BP-100-1.01

BP-100-1.01 is Bio-Path’s co-lead product, a liposomal delivered antisense cancer drug. The scientific name for BP-100-1.01 is L-Grb-2 (growth factor-bound protein-2), a liposome delivered antisense drug that targets an estimated $1 billion annual Chronic Myelogenous Leukemia (”CML”) market. There are approximately 40,000 patients in the U.S. with CML. Currently most patients are treated with Gleevec (Novartis), an inhibitor of the tyrosine kinase bcr-abl, the causative agent of CML. Gleevec is quite effective at treating CML but many patients develop resistance to Gleevec and, consequently, recurrence of their disease.

Grb-2 is an adaptor protein that links tyrosine kinases such as bcr-abl with their downstream signaling molecules, including RAS. RAS is a critical regulator of cellular proliferation. The Company’s collaborators have demonstrated that L-Grb-2 is effective in inhibiting the growth of human CML cells in animal models. All preclinical studies have been completed and the Company has filed an IND for this drug with the FDA. This project has been granted Orphan Drug status and the Company will be applying for an Orphan Drug grant of up to $600,000.

The initial clinical target for BP-100-1.01 is Gleevec-resistant CML. Another potential clinical target is breast cancer where it has been shown that down regulation of Grb-2 leads to inhibition of growth in breast cancer cells that express high levels of the EGFR or ErbB-2 (another member of the EGFR gene family) tyrosine kinases.
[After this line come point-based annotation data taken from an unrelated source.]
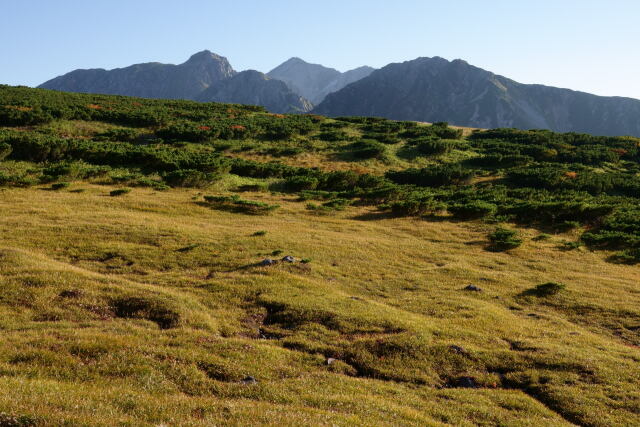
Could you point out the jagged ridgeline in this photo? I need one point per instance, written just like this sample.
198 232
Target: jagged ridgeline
174 262
531 177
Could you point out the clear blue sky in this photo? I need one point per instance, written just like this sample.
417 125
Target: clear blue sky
586 45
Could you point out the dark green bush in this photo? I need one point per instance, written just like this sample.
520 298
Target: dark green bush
189 178
60 185
301 183
5 150
435 176
473 209
368 149
546 289
236 204
435 147
120 192
504 239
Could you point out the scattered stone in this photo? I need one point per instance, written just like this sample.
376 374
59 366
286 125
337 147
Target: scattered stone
466 382
458 350
70 293
249 380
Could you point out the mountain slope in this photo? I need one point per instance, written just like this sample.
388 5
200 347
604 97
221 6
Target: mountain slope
314 81
149 80
255 88
172 301
434 89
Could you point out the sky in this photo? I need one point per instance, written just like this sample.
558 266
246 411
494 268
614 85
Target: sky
587 45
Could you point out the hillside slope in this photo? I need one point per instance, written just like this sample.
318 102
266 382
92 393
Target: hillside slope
183 263
149 80
255 88
434 89
314 81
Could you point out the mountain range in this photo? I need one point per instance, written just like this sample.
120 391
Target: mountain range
434 89
424 89
204 77
314 81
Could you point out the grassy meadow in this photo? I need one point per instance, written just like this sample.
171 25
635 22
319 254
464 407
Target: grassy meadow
153 306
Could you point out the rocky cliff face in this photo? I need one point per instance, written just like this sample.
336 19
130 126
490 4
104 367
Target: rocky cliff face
204 77
255 88
149 80
434 89
313 81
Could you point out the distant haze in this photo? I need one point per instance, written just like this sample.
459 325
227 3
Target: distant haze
584 45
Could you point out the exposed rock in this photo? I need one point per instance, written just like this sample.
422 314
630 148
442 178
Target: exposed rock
313 81
149 80
434 90
255 88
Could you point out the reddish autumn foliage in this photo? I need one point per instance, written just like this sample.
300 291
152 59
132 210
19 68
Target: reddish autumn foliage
19 108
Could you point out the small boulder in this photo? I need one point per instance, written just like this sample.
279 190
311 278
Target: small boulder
458 350
466 382
249 380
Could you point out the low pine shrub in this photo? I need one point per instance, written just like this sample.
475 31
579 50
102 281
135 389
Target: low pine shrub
546 289
236 204
120 192
504 239
60 185
473 209
368 149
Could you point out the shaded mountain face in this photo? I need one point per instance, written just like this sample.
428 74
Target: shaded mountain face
314 81
149 80
434 89
255 88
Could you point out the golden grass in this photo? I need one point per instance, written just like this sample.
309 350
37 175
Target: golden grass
384 296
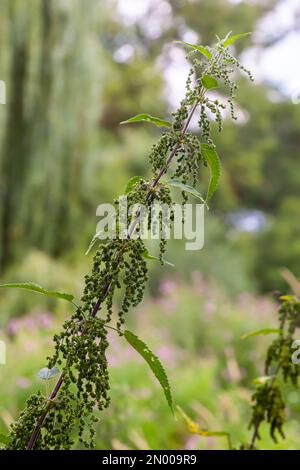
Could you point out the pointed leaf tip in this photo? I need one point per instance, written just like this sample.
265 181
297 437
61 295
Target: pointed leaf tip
32 286
153 362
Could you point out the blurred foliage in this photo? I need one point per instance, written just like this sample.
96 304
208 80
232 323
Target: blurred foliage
72 74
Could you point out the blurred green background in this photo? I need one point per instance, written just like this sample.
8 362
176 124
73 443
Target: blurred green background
73 70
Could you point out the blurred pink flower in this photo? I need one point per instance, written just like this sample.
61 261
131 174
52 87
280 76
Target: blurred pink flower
23 382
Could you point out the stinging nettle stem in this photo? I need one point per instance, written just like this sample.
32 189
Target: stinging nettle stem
35 434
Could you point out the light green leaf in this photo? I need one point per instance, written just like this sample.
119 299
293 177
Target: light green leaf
153 362
37 288
231 39
262 380
132 182
4 439
148 118
213 160
186 188
147 255
203 49
287 298
263 331
46 374
209 82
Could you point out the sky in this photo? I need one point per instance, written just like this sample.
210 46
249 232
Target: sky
279 64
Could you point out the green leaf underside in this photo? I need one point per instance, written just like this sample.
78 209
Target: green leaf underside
186 188
46 374
131 183
213 160
153 362
4 439
209 82
147 255
231 39
32 286
148 118
194 428
263 331
202 49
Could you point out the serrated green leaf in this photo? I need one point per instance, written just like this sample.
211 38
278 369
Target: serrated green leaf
203 49
287 297
147 255
263 379
4 439
45 373
32 286
148 118
209 82
263 331
194 428
186 188
132 182
213 160
153 362
231 39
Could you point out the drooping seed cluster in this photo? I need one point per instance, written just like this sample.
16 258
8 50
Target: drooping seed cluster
269 407
268 404
119 271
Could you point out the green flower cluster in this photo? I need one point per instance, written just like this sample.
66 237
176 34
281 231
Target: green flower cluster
120 269
268 403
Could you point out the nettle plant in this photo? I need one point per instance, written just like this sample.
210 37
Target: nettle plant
120 265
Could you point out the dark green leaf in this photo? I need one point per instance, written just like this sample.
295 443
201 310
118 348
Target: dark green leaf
153 362
263 331
148 118
203 49
131 183
46 374
36 288
209 82
212 158
147 255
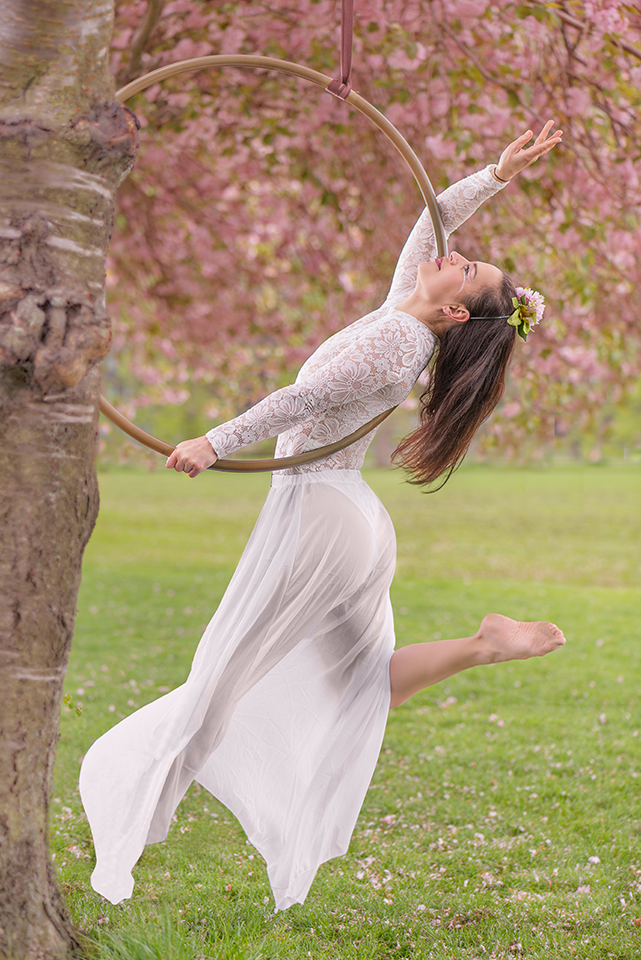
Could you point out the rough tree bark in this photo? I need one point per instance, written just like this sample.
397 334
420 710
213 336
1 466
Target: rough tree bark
64 146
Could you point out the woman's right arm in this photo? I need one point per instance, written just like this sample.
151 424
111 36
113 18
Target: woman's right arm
459 202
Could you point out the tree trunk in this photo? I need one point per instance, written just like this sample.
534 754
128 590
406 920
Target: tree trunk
64 146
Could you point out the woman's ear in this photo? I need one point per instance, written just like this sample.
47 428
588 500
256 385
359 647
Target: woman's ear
457 312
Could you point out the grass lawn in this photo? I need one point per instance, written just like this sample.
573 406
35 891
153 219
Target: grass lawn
504 818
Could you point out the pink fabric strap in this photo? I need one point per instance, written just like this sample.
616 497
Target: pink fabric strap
341 87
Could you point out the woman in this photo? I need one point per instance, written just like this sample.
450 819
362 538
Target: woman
284 710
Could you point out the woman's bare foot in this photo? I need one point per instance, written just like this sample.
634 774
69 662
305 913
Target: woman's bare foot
504 639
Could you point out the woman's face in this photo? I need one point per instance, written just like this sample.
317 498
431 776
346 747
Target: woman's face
446 281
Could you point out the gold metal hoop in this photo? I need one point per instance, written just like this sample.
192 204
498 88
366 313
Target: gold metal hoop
406 152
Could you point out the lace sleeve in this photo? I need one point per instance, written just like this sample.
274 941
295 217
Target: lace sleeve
387 354
457 203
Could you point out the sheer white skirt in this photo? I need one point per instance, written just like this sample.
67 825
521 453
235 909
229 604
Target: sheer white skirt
283 713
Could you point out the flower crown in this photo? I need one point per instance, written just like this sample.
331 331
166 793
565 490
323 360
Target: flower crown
529 306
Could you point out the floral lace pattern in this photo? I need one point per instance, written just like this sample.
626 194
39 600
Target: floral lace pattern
362 370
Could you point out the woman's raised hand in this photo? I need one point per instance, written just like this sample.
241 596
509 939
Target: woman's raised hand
192 456
517 156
In addition to the significant benefit in treating CML patients, the BP-100-1.01 program represents an ideal system for proof of concept of the Company’s nucleic acid delivery technology. Purified populations of the human tumor cells are easily obtained from the blood and bone marrow of patients and can be used to evaluate the presence of the specific nucleic acid molecules and their effect on Grb-2 expression. Positive results from this work, (as predicted by the Company’s existing in-vivo and in-vitro pre-clinical data), will prove the clinical value of the Company’s novel drug delivery platform.